The romantic entanglements of the main characters revolve around social class and wealth—or the lack of it. There are moments where Nina realizes her experience is nothing like the starry-eyed novels she’s read, and I found those delightful. Fairy-tale romance is fiction, and in Loisail, brides are traded like commodities to maintain their family’s position or to save the pride of fine families driven into poverty. That tension between arranged marriages and true love is one of the driving forces that bring the novel to a satisfying conclusion.
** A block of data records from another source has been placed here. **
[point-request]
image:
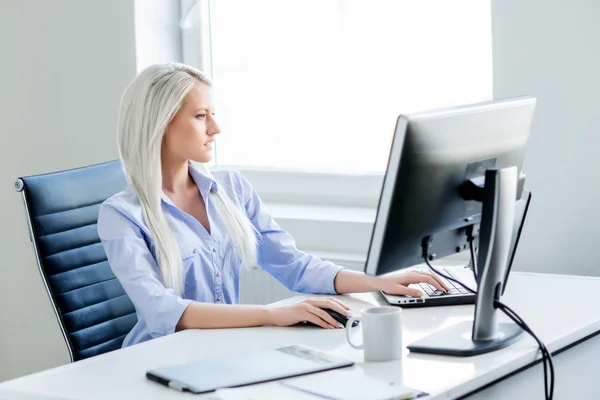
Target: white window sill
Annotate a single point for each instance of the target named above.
(311, 212)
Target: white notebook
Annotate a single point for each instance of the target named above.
(246, 368)
(331, 385)
(349, 385)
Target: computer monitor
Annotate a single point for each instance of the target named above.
(451, 172)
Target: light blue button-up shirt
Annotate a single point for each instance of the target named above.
(210, 267)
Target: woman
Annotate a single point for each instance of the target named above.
(180, 235)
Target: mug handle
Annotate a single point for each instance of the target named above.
(349, 329)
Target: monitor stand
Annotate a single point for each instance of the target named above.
(484, 333)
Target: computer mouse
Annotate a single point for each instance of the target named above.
(342, 319)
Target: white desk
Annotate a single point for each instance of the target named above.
(562, 310)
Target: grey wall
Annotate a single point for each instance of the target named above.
(549, 49)
(63, 67)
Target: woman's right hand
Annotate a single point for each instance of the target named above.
(310, 310)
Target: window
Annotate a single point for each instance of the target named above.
(318, 84)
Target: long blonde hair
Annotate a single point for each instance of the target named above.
(148, 104)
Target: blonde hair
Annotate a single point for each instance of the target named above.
(148, 104)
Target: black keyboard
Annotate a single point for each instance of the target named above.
(454, 288)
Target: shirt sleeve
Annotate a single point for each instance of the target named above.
(278, 255)
(136, 269)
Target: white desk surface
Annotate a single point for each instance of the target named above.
(561, 310)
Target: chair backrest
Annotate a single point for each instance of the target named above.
(92, 308)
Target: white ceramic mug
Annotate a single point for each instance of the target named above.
(381, 332)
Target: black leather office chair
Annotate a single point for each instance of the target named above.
(93, 311)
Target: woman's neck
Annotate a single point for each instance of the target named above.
(175, 176)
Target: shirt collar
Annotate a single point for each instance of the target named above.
(204, 182)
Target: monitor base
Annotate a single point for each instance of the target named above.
(456, 340)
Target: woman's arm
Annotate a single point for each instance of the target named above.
(206, 315)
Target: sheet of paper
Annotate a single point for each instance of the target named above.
(348, 385)
(266, 391)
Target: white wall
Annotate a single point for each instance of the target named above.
(64, 64)
(157, 33)
(549, 49)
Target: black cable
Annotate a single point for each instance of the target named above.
(546, 355)
(473, 259)
(471, 240)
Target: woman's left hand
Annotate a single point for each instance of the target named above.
(397, 283)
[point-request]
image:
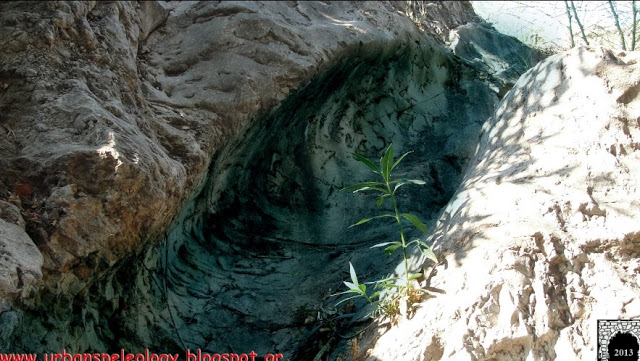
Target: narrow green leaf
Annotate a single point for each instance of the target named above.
(352, 271)
(366, 161)
(389, 250)
(415, 221)
(415, 276)
(386, 162)
(381, 199)
(385, 244)
(363, 289)
(360, 186)
(399, 159)
(352, 286)
(362, 221)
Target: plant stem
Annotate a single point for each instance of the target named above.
(404, 245)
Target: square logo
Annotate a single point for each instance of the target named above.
(618, 340)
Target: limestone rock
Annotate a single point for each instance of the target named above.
(541, 239)
(178, 164)
(21, 266)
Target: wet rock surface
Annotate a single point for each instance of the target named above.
(171, 171)
(541, 239)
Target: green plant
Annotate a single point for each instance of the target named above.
(389, 298)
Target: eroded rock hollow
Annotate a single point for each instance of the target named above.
(183, 161)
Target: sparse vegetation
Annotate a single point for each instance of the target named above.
(391, 295)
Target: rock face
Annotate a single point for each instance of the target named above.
(541, 239)
(171, 171)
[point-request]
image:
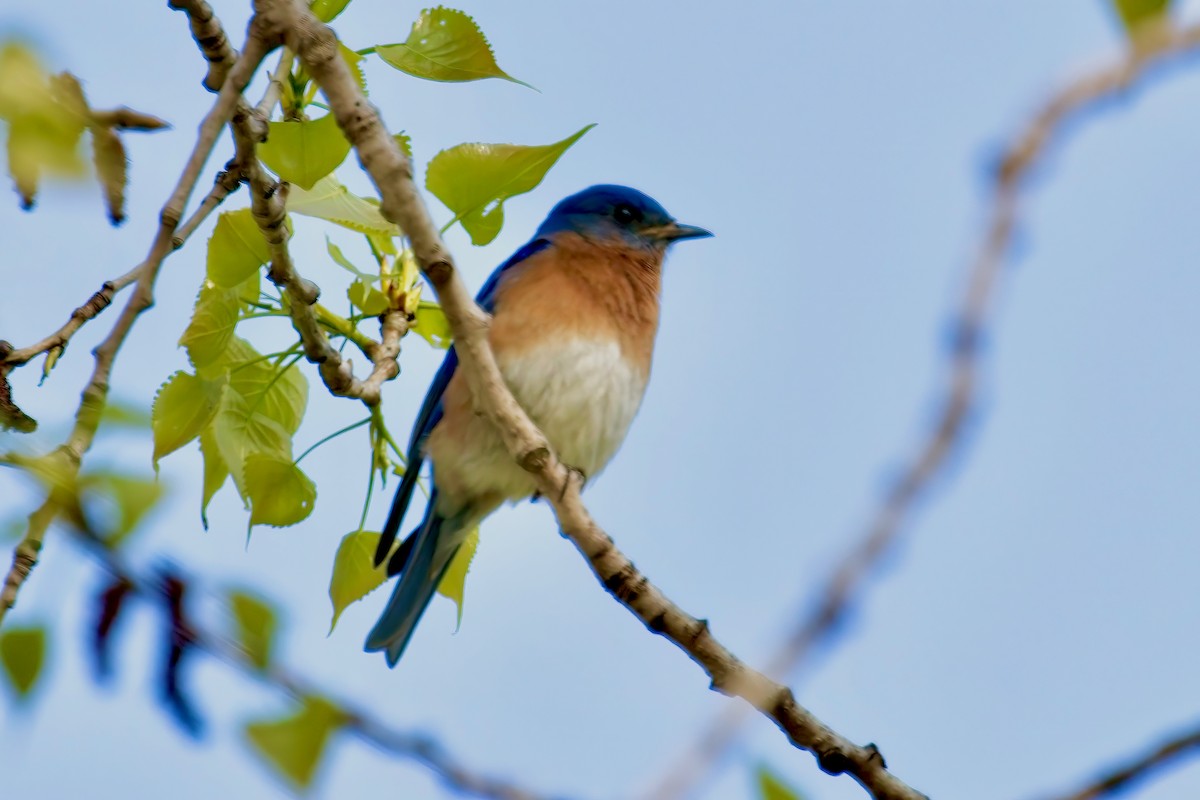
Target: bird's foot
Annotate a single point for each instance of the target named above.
(567, 483)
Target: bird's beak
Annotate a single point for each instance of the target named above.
(673, 232)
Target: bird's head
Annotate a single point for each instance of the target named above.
(606, 214)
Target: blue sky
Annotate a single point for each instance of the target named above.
(1041, 614)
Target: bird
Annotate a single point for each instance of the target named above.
(575, 313)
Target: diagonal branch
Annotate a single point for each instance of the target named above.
(268, 205)
(316, 44)
(1141, 768)
(843, 591)
(95, 392)
(358, 721)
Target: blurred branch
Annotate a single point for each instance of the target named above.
(1139, 769)
(316, 44)
(1156, 47)
(95, 392)
(187, 635)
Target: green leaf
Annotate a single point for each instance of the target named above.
(181, 408)
(354, 61)
(354, 575)
(431, 324)
(43, 124)
(294, 745)
(405, 143)
(124, 414)
(454, 582)
(216, 471)
(304, 151)
(207, 337)
(240, 433)
(22, 655)
(771, 787)
(333, 202)
(237, 248)
(281, 395)
(328, 10)
(474, 180)
(131, 495)
(335, 253)
(280, 493)
(1135, 13)
(256, 623)
(445, 44)
(367, 299)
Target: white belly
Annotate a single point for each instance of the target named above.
(581, 394)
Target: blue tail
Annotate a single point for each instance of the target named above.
(436, 542)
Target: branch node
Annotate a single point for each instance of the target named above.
(535, 459)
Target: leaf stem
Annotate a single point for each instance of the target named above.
(333, 435)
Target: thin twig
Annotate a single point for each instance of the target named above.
(391, 173)
(95, 392)
(1141, 768)
(357, 720)
(844, 589)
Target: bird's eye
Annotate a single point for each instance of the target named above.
(624, 214)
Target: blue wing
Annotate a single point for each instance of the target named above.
(431, 414)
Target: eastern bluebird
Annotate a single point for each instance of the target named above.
(575, 312)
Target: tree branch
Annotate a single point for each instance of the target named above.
(95, 392)
(358, 721)
(391, 173)
(1155, 48)
(1139, 769)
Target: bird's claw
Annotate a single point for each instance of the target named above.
(567, 483)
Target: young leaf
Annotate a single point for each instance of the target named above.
(474, 180)
(304, 151)
(280, 395)
(240, 433)
(132, 497)
(454, 583)
(1135, 13)
(22, 655)
(256, 624)
(366, 298)
(445, 44)
(181, 408)
(237, 248)
(207, 337)
(335, 253)
(294, 745)
(112, 164)
(405, 143)
(328, 10)
(216, 471)
(354, 575)
(333, 202)
(771, 787)
(43, 128)
(354, 61)
(279, 491)
(432, 325)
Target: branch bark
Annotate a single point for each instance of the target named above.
(1140, 768)
(95, 392)
(391, 173)
(1153, 48)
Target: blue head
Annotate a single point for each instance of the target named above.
(610, 212)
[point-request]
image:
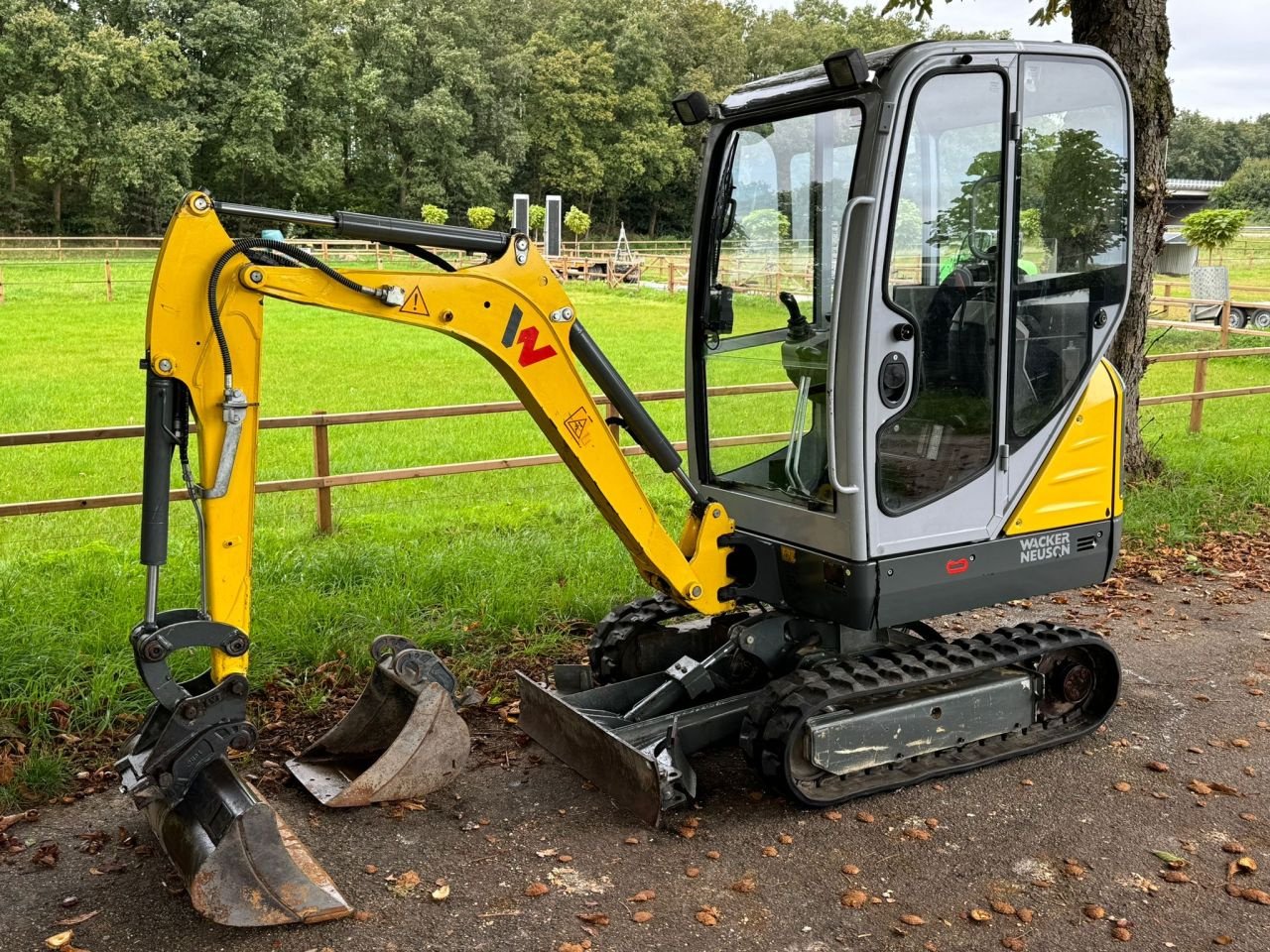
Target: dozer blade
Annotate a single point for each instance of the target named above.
(402, 739)
(238, 858)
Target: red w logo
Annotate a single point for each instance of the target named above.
(527, 339)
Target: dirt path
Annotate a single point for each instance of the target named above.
(1049, 833)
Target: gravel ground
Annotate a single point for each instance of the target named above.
(1037, 839)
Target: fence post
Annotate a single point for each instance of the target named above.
(321, 467)
(1201, 381)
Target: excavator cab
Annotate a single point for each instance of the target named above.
(907, 268)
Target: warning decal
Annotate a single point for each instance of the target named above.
(414, 303)
(576, 425)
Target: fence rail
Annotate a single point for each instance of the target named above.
(322, 480)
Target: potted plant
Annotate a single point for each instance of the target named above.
(1213, 230)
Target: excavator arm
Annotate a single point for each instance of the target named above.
(204, 329)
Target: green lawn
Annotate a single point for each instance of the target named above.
(483, 566)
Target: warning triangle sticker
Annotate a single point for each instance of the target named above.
(414, 303)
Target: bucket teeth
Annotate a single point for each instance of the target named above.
(239, 860)
(402, 739)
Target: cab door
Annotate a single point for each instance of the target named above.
(934, 395)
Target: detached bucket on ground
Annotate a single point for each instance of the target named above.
(403, 738)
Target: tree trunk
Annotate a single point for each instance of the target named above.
(1135, 33)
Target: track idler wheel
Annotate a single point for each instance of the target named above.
(636, 639)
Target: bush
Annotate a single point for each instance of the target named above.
(434, 214)
(1213, 229)
(480, 217)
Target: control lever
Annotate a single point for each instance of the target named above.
(799, 327)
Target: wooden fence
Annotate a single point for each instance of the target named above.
(322, 480)
(1199, 394)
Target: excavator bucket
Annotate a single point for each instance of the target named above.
(238, 858)
(402, 739)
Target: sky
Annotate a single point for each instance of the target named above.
(1219, 62)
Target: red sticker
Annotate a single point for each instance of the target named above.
(529, 354)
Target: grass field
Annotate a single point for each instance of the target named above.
(484, 566)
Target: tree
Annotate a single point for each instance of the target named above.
(434, 214)
(1213, 229)
(578, 222)
(480, 217)
(1247, 188)
(1135, 35)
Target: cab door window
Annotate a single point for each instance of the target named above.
(1072, 226)
(945, 277)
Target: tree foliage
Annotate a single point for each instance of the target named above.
(111, 108)
(480, 216)
(1213, 229)
(1247, 188)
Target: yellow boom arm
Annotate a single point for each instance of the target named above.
(512, 309)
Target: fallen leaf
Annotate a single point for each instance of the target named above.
(27, 816)
(855, 898)
(77, 919)
(405, 884)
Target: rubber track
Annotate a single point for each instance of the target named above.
(775, 719)
(620, 626)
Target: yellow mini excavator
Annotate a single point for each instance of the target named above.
(922, 424)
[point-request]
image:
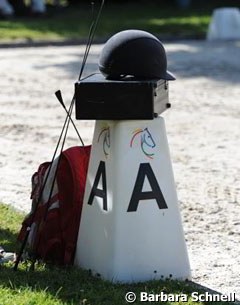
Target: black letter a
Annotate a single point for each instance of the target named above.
(137, 195)
(101, 172)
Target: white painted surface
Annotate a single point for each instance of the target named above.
(139, 245)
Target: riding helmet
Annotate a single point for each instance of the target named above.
(134, 53)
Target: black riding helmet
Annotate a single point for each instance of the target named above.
(135, 53)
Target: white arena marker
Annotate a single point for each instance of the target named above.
(131, 228)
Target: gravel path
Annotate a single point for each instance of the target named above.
(203, 131)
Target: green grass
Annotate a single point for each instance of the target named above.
(49, 285)
(73, 22)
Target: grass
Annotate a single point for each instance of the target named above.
(73, 22)
(49, 285)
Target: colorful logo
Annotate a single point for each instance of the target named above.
(105, 135)
(146, 141)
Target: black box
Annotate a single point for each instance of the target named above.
(101, 99)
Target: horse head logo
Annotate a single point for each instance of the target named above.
(146, 141)
(105, 135)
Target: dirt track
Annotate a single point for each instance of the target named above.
(203, 131)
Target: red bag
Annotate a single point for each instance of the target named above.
(55, 217)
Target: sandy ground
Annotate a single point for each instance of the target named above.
(203, 131)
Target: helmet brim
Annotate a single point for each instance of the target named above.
(169, 76)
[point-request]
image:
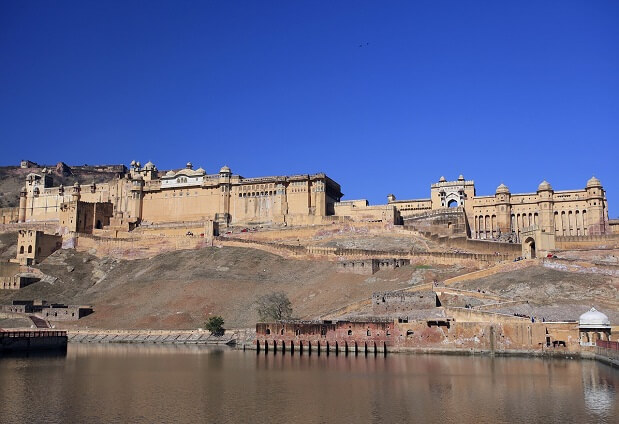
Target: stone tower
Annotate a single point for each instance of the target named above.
(22, 205)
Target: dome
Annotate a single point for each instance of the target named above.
(593, 319)
(544, 185)
(593, 182)
(502, 189)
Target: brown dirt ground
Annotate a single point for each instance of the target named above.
(180, 289)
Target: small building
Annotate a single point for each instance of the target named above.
(592, 326)
(34, 246)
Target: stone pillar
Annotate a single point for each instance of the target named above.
(502, 199)
(545, 202)
(137, 188)
(596, 212)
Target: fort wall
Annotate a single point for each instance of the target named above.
(440, 333)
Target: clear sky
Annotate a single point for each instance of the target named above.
(383, 96)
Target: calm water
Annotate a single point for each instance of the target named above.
(149, 384)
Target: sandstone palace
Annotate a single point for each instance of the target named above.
(144, 197)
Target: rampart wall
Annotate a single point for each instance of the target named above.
(610, 241)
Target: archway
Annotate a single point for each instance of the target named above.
(529, 248)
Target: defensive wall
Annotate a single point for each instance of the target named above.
(369, 266)
(515, 334)
(9, 215)
(609, 241)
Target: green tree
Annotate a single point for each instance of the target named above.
(274, 307)
(215, 325)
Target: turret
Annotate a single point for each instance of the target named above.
(596, 211)
(137, 189)
(76, 193)
(545, 195)
(224, 204)
(502, 200)
(22, 205)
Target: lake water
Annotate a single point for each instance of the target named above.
(151, 384)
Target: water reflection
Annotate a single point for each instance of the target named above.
(129, 383)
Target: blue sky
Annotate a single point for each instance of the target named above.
(385, 97)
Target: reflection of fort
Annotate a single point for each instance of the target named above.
(194, 199)
(566, 213)
(185, 195)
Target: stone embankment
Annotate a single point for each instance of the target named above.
(230, 337)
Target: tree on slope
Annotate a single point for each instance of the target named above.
(274, 307)
(215, 325)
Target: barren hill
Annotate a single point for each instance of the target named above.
(180, 289)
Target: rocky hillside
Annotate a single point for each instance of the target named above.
(180, 289)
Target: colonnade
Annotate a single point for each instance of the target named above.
(566, 223)
(337, 347)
My main complaint about the book is purely subjective. For the first half of the novel, the setting and the drama of manners was interesting, but moved slowly and was easy to put down after a chapter or two. However, the second part is more exciting, with new conflicts, conspiracies, and danger on the horizon. That was the spark I needed to forge a connection to the characters and take sides in the conflict. The slow escalation of tension and consequences was well worth the wait.